日本では知らない人にむやみに話しかけちゃいけないらしい。
ニューヨークで歩いていると、本当によく通行人に話しかけられます。 人が、人に、話しかけている。
まず、世界を代表する観光都市でもあるため、道を聞かれない日がありません(たまにこちらが知らない場所も聞かれますが、せっかく聞いてくれているのだから、適当でも答えてあげるようにしています。 「Sorry, I don’t know.」というのがあまりに忍びなくて、この道をまっすぐ行って2つ目の角を左。 50メートルほど行ったら1つ目の角を右。 知らない場合はどこであってもそう答えるようにしています。 ホスピタリティの国の出身だし「Thank you!」という笑顔に、めいいっぱいの笑顔で「You’re welcome!」と返すようにしています )。
観光客だけでなく、現地のニューヨーカーにもよく聞かれます。 先日は黒人のおばちゃんに「このあたりで、カニ玉食べられる中華料理屋ある?」と、通りすがり。
メニューまでは知らんがな(笑)。 何より、オレ、中国人じゃない。
この人が何人(なにじん)だろう、まで考える間もなく、近くにいたアジア人に聞いてみる。 なぜならアタシは今、チャイニーズを食べたいから。 聞く理由は至ってシンプル。
これが日本だと、やっぱり挨拶なしにいきなり通りすがりの人に「ねぇ、このへんにイタリアンない? ピッツア食べたいんだけど。 できればマルガリータ」って聞くとやっぱり後で「今日ヘンな人に会った」と盛り上がられるんだろうなと思います。
以前、新宿駅で中年の女性に西武線の場所を聞かれました。 「あの〜、スイマセン…お忙しいところ申し訳ありません…」本題に入る前の枕詞が長い。 目が合った瞬間、カニ玉食べたいんだけど!って聞いてきた前述のオバサンとおそらく同世代の方だと思われます。 ものすごく恐縮されるので、本題がただの「道を教えてくれ」だとわかったときは、少し驚きました。

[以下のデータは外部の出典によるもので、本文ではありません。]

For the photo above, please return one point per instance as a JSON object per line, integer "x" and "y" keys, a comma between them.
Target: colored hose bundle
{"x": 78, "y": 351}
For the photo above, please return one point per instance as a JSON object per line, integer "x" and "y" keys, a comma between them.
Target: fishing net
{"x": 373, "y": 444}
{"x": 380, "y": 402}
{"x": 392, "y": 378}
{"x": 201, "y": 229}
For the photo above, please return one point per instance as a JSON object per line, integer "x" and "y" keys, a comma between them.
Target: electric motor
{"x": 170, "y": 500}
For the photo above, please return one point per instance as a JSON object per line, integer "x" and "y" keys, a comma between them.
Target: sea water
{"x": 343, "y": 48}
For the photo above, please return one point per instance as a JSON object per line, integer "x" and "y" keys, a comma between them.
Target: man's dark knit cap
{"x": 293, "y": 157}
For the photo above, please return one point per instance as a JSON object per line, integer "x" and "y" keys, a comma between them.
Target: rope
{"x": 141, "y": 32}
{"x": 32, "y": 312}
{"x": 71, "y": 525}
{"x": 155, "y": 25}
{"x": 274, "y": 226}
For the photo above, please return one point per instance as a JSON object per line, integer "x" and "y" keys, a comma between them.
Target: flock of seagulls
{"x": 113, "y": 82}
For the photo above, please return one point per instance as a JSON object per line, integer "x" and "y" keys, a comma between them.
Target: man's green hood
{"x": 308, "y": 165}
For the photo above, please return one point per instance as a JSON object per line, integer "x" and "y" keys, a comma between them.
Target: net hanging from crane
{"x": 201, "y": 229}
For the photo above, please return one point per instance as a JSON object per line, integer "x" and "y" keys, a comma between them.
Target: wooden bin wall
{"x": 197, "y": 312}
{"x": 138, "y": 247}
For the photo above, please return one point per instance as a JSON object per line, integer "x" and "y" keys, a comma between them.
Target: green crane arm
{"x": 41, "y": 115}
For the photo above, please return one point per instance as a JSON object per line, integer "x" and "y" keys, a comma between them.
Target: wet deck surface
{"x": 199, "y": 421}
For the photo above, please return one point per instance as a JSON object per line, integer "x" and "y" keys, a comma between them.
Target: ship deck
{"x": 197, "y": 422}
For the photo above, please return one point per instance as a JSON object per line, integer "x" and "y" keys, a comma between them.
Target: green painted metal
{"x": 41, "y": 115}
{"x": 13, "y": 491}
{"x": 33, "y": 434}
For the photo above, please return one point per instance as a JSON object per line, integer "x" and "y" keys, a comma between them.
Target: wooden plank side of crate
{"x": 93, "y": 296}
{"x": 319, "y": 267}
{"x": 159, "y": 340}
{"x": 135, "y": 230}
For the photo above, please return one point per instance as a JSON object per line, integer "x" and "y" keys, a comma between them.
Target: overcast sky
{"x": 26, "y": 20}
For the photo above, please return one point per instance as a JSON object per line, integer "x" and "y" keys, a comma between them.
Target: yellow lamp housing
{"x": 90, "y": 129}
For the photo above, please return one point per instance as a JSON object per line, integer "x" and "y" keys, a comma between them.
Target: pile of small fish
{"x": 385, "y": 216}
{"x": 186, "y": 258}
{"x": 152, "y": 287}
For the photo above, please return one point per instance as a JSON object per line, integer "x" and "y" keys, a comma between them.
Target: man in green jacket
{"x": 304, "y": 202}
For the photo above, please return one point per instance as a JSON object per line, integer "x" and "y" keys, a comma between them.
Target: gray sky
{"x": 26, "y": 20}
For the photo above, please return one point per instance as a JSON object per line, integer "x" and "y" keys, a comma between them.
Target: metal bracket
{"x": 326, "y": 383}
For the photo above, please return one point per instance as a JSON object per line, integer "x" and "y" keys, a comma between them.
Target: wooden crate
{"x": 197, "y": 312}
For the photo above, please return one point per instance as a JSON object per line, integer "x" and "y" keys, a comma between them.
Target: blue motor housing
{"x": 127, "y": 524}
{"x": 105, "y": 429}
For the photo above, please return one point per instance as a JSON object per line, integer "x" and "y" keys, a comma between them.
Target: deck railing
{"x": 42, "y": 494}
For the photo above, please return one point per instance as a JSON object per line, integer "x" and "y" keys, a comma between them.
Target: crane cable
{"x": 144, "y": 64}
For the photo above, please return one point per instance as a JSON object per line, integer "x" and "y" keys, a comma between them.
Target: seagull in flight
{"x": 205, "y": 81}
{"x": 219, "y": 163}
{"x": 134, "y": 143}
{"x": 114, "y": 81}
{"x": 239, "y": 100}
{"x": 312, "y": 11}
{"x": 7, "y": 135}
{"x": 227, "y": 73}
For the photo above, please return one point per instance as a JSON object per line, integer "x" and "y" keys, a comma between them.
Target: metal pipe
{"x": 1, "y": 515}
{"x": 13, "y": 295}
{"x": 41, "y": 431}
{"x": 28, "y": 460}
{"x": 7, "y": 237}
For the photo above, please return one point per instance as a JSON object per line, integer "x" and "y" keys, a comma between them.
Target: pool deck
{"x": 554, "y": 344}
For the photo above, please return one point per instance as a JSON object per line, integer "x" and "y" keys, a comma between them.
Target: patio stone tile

なるほど。 日本で人に道を聞く場合はここまで恐縮しなきゃいけないんだな。 たまたま知っていたので本当(笑)の道案内をしようと「あそこの階段を上がって1回、地上に出てもらって…」と説明前半部分で、「ああ!! ありがとうございます! ありがとうございます! 後は階段上がった時点で、また聞きますので…」とそのまま行ってしまいました。 頭を50回くらい下げながら。
僕の右手の人差し指はまだ階段の方向を指差したまま。 全行程の4分の1の時点で道案内は終わってしまいました(せっかく、今回は知ってたのにw)。